Untitled

Could you please do a sysadmin test for us?

You are responsible for the initial deployment and later support of a web application in an approximately 100 server cluster (exact number doesn't matter, but assume that there are many physical servers to take care about).  This web application is some code written by a separate team of developers.  It is intended to run under Apache/Linux and use SQL database (say, MySQL) as a backend.  The application is expected to be run in 24x7 mode.

Please outline how you would deploy this web application and what process you'd setup to ensure that
a) it is available in 24x7 mode,
b) there is a seamless way to upgrade this web application when new version is released (this happens weekly).

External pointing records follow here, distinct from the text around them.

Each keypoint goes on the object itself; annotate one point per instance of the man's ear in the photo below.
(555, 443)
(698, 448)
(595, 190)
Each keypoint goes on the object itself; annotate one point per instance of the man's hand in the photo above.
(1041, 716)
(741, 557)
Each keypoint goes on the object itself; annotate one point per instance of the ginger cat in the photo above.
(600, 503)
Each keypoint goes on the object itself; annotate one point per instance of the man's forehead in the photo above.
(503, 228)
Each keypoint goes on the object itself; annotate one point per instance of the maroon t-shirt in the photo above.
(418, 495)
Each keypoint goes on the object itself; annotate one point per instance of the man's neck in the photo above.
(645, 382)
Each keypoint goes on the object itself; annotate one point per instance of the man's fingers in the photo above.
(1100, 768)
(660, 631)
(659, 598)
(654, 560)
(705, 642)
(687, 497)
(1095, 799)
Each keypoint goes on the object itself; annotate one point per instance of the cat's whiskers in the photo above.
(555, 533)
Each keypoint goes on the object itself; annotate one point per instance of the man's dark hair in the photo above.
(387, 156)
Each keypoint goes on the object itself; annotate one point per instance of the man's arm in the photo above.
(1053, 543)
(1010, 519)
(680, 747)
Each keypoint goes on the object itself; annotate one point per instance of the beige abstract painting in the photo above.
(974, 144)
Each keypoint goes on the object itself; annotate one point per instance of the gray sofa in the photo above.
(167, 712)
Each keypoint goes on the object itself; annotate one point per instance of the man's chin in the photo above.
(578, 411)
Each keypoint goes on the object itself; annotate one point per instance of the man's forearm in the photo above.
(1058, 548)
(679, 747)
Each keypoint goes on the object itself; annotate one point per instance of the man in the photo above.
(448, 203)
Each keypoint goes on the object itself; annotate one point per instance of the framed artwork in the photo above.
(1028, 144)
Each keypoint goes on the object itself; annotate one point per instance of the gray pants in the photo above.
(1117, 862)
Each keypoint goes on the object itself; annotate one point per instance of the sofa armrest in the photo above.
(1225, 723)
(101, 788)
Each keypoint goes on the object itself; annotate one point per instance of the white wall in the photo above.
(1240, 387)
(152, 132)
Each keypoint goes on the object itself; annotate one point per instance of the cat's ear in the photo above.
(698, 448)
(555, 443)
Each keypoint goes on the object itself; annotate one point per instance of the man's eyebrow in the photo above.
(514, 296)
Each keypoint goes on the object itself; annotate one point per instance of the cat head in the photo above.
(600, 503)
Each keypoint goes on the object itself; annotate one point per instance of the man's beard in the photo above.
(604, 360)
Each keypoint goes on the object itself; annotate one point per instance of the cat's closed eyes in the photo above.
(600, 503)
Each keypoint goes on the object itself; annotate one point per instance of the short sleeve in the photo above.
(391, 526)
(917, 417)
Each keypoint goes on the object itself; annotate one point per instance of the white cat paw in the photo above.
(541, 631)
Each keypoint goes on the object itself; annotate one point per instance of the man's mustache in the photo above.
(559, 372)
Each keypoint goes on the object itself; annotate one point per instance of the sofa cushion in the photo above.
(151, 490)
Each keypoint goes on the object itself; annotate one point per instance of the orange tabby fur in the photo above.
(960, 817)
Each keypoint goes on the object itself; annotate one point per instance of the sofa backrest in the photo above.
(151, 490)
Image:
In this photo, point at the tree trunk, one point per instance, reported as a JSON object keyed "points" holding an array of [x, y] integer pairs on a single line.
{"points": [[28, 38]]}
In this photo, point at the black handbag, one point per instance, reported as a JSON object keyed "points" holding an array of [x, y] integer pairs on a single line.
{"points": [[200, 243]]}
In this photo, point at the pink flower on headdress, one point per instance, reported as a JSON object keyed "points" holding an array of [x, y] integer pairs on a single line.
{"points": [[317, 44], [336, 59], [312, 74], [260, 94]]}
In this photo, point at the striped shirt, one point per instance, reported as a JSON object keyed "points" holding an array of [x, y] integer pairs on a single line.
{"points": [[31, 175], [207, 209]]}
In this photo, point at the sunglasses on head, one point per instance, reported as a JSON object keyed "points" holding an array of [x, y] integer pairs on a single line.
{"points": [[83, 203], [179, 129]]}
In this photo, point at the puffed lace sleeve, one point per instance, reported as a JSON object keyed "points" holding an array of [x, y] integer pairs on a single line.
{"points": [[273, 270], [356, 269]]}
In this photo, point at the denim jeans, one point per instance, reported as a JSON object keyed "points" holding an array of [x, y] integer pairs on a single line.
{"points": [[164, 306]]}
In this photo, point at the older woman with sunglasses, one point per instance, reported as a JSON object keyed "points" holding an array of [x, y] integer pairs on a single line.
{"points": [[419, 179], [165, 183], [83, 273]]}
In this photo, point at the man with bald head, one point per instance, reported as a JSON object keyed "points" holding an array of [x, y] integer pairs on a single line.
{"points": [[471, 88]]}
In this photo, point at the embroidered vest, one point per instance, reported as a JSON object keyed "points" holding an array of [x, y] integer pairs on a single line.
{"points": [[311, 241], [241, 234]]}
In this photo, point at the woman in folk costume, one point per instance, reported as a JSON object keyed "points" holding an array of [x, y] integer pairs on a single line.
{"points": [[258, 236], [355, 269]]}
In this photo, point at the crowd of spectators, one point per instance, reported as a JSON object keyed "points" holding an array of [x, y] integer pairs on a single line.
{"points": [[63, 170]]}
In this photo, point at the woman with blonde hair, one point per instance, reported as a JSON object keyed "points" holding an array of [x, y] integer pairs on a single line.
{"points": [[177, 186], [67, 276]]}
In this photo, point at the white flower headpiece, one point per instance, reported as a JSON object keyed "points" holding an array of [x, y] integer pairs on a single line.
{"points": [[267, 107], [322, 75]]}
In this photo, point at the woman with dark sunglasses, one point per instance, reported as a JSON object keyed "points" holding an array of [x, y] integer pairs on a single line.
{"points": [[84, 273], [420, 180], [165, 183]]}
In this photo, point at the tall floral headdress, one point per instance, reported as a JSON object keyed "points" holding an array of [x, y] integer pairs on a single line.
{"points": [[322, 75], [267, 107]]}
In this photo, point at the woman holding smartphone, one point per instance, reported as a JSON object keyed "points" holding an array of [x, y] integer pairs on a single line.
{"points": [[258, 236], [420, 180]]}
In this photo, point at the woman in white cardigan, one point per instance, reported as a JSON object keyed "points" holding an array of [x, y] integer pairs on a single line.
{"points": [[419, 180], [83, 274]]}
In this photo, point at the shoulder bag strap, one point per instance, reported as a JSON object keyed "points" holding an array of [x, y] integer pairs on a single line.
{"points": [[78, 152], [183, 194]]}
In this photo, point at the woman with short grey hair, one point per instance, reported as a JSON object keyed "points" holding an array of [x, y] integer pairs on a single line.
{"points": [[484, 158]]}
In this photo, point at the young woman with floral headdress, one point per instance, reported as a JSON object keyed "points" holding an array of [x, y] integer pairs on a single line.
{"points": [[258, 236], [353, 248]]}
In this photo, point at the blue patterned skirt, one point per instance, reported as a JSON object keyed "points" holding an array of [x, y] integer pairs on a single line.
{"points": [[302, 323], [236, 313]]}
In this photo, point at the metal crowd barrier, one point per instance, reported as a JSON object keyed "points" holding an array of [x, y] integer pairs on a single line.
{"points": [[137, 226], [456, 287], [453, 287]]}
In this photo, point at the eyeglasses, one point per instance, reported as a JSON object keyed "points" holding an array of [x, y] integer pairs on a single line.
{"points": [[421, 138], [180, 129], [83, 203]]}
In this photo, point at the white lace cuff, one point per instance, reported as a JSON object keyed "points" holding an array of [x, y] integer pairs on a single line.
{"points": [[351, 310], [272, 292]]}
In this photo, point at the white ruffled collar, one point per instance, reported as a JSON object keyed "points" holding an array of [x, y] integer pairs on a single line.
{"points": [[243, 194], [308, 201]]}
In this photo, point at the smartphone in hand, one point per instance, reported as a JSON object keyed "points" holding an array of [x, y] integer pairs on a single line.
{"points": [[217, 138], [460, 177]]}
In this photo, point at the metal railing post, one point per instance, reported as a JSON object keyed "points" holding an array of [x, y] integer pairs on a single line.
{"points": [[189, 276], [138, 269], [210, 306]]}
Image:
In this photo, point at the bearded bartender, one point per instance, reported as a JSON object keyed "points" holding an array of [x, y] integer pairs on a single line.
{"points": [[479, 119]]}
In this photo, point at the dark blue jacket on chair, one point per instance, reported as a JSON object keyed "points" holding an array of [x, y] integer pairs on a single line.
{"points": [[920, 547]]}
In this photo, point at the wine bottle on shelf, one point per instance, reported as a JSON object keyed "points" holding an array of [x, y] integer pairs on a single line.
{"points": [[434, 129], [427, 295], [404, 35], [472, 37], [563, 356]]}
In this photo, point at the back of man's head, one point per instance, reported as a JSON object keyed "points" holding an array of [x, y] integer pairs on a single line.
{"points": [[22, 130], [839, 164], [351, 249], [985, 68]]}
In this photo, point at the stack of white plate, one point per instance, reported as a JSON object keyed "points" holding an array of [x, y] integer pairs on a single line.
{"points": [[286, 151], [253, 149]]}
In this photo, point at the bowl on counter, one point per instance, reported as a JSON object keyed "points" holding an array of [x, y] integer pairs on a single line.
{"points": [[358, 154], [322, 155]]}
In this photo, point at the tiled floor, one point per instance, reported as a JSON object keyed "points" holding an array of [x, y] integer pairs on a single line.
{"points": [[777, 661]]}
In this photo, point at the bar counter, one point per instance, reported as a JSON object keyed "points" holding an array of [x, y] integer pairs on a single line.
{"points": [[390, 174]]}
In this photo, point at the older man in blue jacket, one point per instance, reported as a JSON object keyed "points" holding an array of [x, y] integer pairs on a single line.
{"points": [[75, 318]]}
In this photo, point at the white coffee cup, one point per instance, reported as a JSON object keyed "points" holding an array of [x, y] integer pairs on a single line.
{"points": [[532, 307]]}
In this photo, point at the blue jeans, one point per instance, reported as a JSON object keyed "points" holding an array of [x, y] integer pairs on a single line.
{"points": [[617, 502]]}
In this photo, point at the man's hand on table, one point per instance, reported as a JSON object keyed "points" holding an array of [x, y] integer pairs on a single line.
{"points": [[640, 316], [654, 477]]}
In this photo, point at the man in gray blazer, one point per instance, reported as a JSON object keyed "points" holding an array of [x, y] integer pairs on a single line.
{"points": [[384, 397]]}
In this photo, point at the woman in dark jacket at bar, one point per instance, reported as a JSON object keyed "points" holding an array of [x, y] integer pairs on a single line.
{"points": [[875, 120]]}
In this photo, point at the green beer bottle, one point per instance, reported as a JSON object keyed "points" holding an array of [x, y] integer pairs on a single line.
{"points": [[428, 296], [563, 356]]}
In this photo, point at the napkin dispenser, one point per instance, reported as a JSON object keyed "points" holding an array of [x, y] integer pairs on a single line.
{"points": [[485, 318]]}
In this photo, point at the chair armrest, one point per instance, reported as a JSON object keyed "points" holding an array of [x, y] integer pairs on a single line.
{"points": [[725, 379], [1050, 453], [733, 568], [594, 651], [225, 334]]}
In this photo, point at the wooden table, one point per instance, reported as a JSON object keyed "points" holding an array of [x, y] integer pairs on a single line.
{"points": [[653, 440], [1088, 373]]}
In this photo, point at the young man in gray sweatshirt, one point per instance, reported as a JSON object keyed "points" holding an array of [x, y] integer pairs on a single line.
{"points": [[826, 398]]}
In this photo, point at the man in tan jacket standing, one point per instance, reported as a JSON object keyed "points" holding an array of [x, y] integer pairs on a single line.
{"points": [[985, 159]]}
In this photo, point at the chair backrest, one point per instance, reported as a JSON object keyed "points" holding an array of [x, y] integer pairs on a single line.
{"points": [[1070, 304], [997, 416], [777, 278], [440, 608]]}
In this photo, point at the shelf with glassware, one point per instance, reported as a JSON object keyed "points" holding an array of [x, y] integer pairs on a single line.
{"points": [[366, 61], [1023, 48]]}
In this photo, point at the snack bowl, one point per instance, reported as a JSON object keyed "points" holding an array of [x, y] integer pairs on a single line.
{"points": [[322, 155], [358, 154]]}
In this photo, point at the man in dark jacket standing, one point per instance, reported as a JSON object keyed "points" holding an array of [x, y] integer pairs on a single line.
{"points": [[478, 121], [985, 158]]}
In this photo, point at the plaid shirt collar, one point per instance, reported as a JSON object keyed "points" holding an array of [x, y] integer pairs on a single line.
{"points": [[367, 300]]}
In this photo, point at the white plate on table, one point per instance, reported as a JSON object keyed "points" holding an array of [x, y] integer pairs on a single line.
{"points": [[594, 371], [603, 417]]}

Three--four paragraph answer is enough.

There are some software products for service and management automation that can be used to solve such a task. Also an in-house solution can be considered for deployment. It should meet the following statements.
1.	We assume that network redundancy issues and DC fault tolerance issues are solved. Our solution requires a distributed redundant fault-tolerant system with fast enough network interconnects to be built.
2.	We assume that the servers belonging to our cluster are already assembled and set up; OS and system software are already set up properly as well as SSH public key authentication for all servers we need.
3.	All web-servers are served by load balancers based on nginX or similar software to provide both redundancy and load balancing; the load balancers’ redundancy is provided by using CARP technique. Also hardware load balancers such as Cisco SLB devices can be used with VRRP set up for redundancy.
4.	Application update server should implement the following algorithm
4.1.	Our script commands balancer(s) to exclude a web-server node from the balancing scheme.
4.2.	We update the application from our SVN-repository or similar with svn up (or similar) or similar by connecting to the node being updated and running appropriate scripts; then we re-generate node-specific configurations using some template engine.
We can update the application the same way but with files created through some standard package manager so that package contained pre/post install scripts would provide transition of local configuration to new version, in this case, creating and maintaining packages should be a developers task
4.3.	Apache service is restarted.
4.4.	Our script commands load balancers to include a web-server node into the balancing scheme again.
5.	It’s desirable that the servers would not be updated all at the same time (flash-cut way), the «one, some, many» strategy is recommended. When we install an update that has no full backward compatibility (for example some significant changes in the database structure are necessary) we should temporary split our system into two independent parts and update one part first and then update and join the second part under the system administrators’ control. Both parts of the system should be capable of serving all the workload. Complex application updates should be developed in a way supporting multiple versions of database schema in the application code.
6.	In order to provide a MySQL redundancy a master-slave replication can be used with a virtual master IP and switching to slave in case of failure.
7.	We should deploy and set up a system for monitoring all the hardware, OS, services, network channels etc. to monitor the availability and performance of all the parts of our systems by using Zabbix or similar software.
8.	We should develop and put into operation a complete set of regulations for incident escalation and engineers notification in case of any failure as well as automated scripts and manual intervention sequences for all the typical failures for predictable availability and redundancy state recovery of any part of the system.